Wednesday, January 13, 2010

trowels vs. tractors

Like the yuppies and dinks around us, we are centrally located between the farm fields of Virginia and the Farm Bill halls of power. We enjoy a Whole Foods and a year-round farmers market. But my interest in healthy food and how it is produced solidified during three years in Iowa City – one of the centers of Iowa’s local-food movement and adjacent to some massive corn fields. Now, I can’t claim to know many farmers -- though I did enjoy Galen’s lamb occasionally -- but I think processing the food movement (pun intended) while living in Iowa prompted some helpful questions about utopian farming and food systems. Also, my husband loves Oreos and being a devil’s advocate.

There’s more to consider and write about on this topic: the responsibility of Christians to steward the earth – and feed the poor; the unintended elitism of much of the locavore/foodie movement; and society’s construction of food mores with a kind of religious fervor.

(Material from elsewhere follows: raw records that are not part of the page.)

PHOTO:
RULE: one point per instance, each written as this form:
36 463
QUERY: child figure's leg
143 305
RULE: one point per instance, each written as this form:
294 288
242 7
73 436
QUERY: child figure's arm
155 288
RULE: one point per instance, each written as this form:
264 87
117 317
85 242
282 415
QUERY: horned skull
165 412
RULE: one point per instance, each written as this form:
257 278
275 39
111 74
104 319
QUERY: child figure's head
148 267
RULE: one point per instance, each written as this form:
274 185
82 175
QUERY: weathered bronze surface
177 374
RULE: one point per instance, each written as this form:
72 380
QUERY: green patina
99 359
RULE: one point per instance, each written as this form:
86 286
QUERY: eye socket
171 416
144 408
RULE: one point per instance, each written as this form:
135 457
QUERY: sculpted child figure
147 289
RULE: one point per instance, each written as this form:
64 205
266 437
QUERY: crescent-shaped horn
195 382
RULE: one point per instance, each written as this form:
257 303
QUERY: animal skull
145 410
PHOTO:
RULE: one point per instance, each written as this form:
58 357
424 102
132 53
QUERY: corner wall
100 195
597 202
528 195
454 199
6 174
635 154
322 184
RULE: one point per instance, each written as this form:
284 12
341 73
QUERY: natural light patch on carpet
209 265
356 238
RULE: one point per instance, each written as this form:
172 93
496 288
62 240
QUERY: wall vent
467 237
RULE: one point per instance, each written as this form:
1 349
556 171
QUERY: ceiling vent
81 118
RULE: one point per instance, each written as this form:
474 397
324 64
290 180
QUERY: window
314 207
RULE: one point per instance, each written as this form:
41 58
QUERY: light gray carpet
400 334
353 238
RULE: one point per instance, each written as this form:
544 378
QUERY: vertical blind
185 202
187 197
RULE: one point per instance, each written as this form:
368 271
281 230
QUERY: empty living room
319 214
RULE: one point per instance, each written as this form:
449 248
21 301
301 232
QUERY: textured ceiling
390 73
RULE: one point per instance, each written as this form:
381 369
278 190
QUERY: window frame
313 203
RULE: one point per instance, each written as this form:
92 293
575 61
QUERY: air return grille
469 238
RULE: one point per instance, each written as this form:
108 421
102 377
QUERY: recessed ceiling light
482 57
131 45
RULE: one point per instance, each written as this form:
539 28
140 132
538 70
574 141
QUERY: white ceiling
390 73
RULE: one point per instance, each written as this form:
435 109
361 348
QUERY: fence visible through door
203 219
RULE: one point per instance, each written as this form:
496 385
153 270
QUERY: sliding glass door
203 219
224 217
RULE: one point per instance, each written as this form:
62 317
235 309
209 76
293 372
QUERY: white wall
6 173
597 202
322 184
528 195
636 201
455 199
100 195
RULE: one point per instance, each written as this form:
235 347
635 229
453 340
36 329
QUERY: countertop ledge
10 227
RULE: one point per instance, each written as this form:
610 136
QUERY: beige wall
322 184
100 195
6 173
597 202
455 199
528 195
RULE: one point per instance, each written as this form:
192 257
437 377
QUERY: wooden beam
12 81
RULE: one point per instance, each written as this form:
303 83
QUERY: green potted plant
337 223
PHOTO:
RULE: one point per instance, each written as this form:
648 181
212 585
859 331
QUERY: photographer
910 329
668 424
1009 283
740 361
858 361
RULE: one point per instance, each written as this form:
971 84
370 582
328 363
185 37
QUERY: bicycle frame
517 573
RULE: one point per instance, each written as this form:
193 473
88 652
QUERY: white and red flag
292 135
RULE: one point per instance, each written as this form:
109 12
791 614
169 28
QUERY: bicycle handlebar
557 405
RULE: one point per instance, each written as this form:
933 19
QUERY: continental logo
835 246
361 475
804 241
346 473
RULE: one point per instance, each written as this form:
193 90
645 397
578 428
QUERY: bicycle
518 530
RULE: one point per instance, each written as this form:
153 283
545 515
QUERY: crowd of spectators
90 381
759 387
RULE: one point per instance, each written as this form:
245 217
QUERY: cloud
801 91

For now, consider this article recommended by Mark Bittman on “The Facts about Food and Farming.” Maybe we have room for trowels and tractors.

1 comment:

  1. There is a new documentary called Food, Inc. you might want to check out. Carolyn McCulley blogged about it recently in the context of social justice, looking at both questionable practices that increase production and those that artificially lower the cost of food (i.e through subsidies) so the market gets skewed globally, affecting not wealthy but poor nations. Lots to think about. I enjoy food so much and I resent feeling conflicted about it but I want to learn what the REAL issues are, which I find hard to decipher amid the political agendas afoot sometimes.